Les forces militaires russes ont détruit samedi 69 actifs des forces armées ukrainiennes, dont des dépôts d’armes stratégiques et de munitions.
Dans le cadre de l’opération militaire spéciale, l’armée russe a détruit quatre postes de commandement et quatre systèmes de missiles anti-aériens, ainsi qu’une station de guidage radar et trois systèmes de lance-roquettes multiples.
À leur tour, ils ont également réussi à détruire 12 dépôts de missiles et d’armes d’artillerie et 43 zones de concentration d’équipements militaires, comme l’a rapporté le ministère russe de la Défense sur sa chaîne officielle Telegram.

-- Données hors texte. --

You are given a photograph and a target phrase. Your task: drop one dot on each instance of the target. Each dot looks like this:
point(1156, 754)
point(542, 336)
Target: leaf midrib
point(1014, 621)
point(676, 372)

La dépêche russe a indiqué qu’il était possible de détruire vendredi, à l’aide du système de missiles d’aviation Kinzhal avec des missiles balistiques hypersoniques, une « grande mission souterraine et une installation de stockage de munitions des troupes ukrainiennes à Delyatin », dans la région d’Ivano-Frankovsk. .
« De plus, les moyens de défense aérienne des Forces aérospatiales russes ont abattu 12 véhicules aériens sans pilote ukrainiens dans les airs », indique le texte.
Depuis le début de l’opération militaire en Ukraine le 24 février sur instruction du président Vladimir Poutine, les forces russes ont détruit 196 véhicules aériens sans pilote, 1 438 chars et autres équipements blindés, 145 lance-roquettes multiples, 556 champs d’artillerie et mortiers, ainsi que que 1 237 unités de véhicules militaires spéciaux.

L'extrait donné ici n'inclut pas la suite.